Location and Magnitude


Right Ascension: 3:41:2.8
Declination: -22:43:9
Constellation: ERI
Visual Magnitude: 12.9

Historic Information


Discoverer: Muller
Year of discovery: 1886
Discovery aperture: 26.3

Observational


Summary description: eF, S, R, * 8.6 n 2'
Sub-type: E1

Corwin's Notes

===== NGC 1416 has suffered a bit in the literature. It was discovered by Frank Muller at Leander McCormick before he and his fellow observers there were measuring good positions for the nebulae they were finding, so it has an NGC declination that is about 3.5 arcmin off. In addition, the two bright stars just south are described as "* 8.7, nr; * 8.6, n 2'". The actual place of the "* 8.6" is south by 3.5 arcmin, while the "* 8.7" is 1.5 arcmin south. This apparently confused Herbert Howe, too. He wrote in his second MN paper, "Muller gave this nebula as 2' north [sic] of a star of mag. 8.6. It is really south [sic] of the star. There is another star of equal mag. about 5' south of the star mentioned. The position of the nebula is 03 36 41, -23 02.4 [1900.0]." What Howe should have said is "Muller gave this nebula as 2' south of a star of mag. 8.6. It is really north of the star. ..." Still, he did get the galaxy's position right, assuming that this really is the one that Muller saw.
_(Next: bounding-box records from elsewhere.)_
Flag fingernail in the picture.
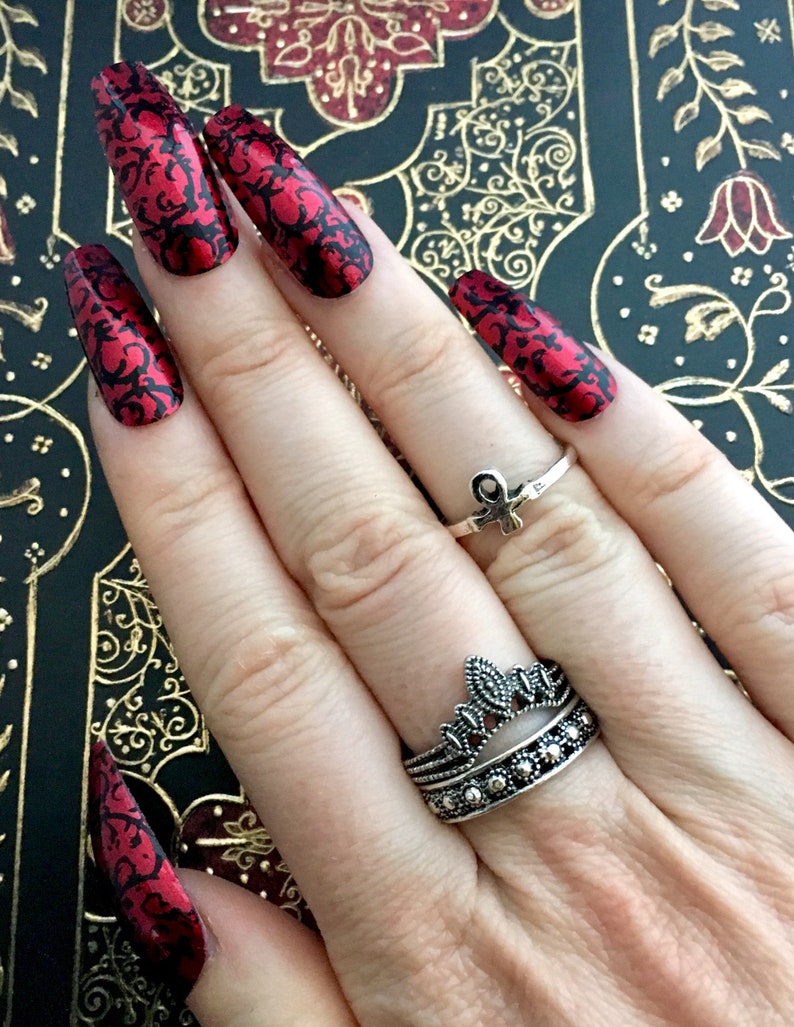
[204,104,372,297]
[449,271,617,421]
[91,62,237,274]
[88,741,209,998]
[64,245,183,424]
Dreyer copied Howe's corrected declination into a note for IC2. Carlson had this to say in 1940 about the object: "NGC correct, W" where the "W" is the source of the note, a Mt. Wilson photograph. She has a footnote on the object that reads "Howe's correction (D III) to NGC not confirmed" ("D III" refers to Dreyer's Notes in IC2). Unfortunately, she is wrong as the NGC declination lands between the two bright stars; Howe is right. So, nobody has got it completely right. This leads me to question Howe's identification, which is the usual one adopted by every catalogue since that includes the galaxy. However, there is no other galaxy in the area that has two bright stars close to it. So, this is most likely Muller's object.

Steve's Notes

===== NGC 1416 17.5" (11/2/91): faint, small, round, weak concentration. Located almost on line with mag 9.2 SAO 168733 1.5' SSW and mag 9.3 SAO 168734 3.7' S. A mag 13.5 star is 1' SE. Forms a pair with NGC 1415 9' N. Slightly misplotted 5' too far south on U2000.